You can test the O2 fairly easily with a digital volt meter...find the splice to the O2 power wire (usually black) under the passenger seat carpet and disconnect the two halves. Then stick a small shunt into the female half of the connector (short piece of light guage bare wire). Then reconnect the two parts with the shunt pinched in place.
Using an alligator clip from the DVM, connect the positive clip to the shunt (red wire), and the negative clip to a ground connection (seat bolt head). Using the < 2V scale take the DVM readings after warming up the engine...take the readings at or around 2500 rpms.
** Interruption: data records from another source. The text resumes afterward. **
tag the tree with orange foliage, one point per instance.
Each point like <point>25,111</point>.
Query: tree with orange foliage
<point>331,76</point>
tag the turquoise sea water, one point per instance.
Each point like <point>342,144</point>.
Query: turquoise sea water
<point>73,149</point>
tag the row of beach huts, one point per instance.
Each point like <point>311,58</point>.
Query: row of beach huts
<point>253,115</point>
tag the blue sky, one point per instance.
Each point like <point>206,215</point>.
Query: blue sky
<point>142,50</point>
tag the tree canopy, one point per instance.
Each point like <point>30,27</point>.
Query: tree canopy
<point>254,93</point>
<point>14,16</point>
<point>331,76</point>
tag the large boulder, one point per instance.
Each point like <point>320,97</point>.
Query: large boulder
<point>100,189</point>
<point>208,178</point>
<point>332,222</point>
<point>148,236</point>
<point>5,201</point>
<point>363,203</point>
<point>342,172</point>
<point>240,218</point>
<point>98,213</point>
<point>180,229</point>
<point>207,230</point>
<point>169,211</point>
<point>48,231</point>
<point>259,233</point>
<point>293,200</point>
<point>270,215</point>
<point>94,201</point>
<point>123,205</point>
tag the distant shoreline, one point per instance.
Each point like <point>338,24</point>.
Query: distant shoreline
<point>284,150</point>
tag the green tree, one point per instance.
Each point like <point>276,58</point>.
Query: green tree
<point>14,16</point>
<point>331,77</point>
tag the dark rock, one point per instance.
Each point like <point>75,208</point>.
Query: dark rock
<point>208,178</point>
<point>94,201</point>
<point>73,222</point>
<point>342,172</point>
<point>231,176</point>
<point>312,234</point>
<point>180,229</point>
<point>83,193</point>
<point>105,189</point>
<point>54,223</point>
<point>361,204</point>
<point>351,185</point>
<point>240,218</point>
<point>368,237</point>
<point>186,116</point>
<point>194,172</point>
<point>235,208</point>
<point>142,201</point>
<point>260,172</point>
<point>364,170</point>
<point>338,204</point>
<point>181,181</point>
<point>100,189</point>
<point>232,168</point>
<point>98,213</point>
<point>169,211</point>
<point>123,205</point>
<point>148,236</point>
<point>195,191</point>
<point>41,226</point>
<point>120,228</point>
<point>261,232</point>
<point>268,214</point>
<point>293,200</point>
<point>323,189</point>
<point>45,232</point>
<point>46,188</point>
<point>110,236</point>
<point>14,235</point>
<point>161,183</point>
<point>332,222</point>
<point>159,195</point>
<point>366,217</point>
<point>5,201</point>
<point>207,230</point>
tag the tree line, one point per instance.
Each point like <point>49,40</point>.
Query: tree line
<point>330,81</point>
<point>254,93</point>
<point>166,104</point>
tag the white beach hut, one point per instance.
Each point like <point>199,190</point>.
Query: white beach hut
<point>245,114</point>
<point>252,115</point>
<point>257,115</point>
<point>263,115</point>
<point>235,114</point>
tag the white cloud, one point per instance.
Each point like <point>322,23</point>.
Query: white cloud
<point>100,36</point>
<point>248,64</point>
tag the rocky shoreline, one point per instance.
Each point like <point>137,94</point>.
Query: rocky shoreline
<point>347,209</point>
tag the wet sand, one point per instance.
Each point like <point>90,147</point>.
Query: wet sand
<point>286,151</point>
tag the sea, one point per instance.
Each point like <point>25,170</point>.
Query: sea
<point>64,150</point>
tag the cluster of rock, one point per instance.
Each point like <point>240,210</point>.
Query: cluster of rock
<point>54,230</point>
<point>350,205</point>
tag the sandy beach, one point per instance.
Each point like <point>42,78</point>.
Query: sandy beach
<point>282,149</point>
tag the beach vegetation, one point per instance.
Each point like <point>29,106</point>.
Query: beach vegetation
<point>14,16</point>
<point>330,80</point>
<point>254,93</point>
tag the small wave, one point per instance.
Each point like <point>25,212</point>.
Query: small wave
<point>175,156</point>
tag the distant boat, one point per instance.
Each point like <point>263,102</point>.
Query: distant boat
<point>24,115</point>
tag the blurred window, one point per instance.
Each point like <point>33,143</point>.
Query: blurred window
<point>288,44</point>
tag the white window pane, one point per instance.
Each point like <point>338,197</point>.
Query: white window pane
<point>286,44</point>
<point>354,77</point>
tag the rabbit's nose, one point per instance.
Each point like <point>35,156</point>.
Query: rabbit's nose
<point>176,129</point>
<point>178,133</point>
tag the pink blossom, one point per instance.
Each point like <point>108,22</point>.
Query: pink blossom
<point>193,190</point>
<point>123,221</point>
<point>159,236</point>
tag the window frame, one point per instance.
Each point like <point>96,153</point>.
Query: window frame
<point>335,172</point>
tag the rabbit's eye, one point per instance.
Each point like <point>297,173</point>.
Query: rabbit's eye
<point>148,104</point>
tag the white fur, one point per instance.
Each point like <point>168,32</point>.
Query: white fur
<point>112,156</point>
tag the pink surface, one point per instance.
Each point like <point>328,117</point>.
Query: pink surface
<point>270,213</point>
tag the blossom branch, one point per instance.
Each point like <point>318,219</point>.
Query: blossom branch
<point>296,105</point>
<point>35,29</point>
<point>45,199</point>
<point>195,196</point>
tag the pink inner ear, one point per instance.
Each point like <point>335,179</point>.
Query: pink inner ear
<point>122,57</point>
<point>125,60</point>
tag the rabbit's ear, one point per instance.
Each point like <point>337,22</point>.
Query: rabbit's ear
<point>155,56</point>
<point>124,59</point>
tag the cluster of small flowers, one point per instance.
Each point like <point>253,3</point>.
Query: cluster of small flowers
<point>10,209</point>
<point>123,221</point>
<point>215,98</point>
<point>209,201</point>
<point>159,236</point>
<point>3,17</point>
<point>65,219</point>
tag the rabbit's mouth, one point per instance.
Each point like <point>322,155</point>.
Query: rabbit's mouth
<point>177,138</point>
If the O2 is good, the values will cycle up and down across 0.5V. If they are fixed at a value above or below that, then the O2 is likely no longer functional. If you do not connect the meter in parrellel, then the reading will be fixed at around 0.42V (DVM hooked up wrong in series...don't ask me how I know)
You can also remove the O2 and bench test it if you have a propane torch and a DVM plus bench vice...Heat the bulb until it is incandescant, then read the values between the bulb (black probe) and the other half of the O2 (red probe)...Do this test heating continuously for around 3 minutes...the DVM value should never drop below 0.9V..if it drops to .89V even then your O2 is bad...Remember to continue heating the whole time of course.
Last edited by MDE3; 12-06-2009 at 02:09 AM.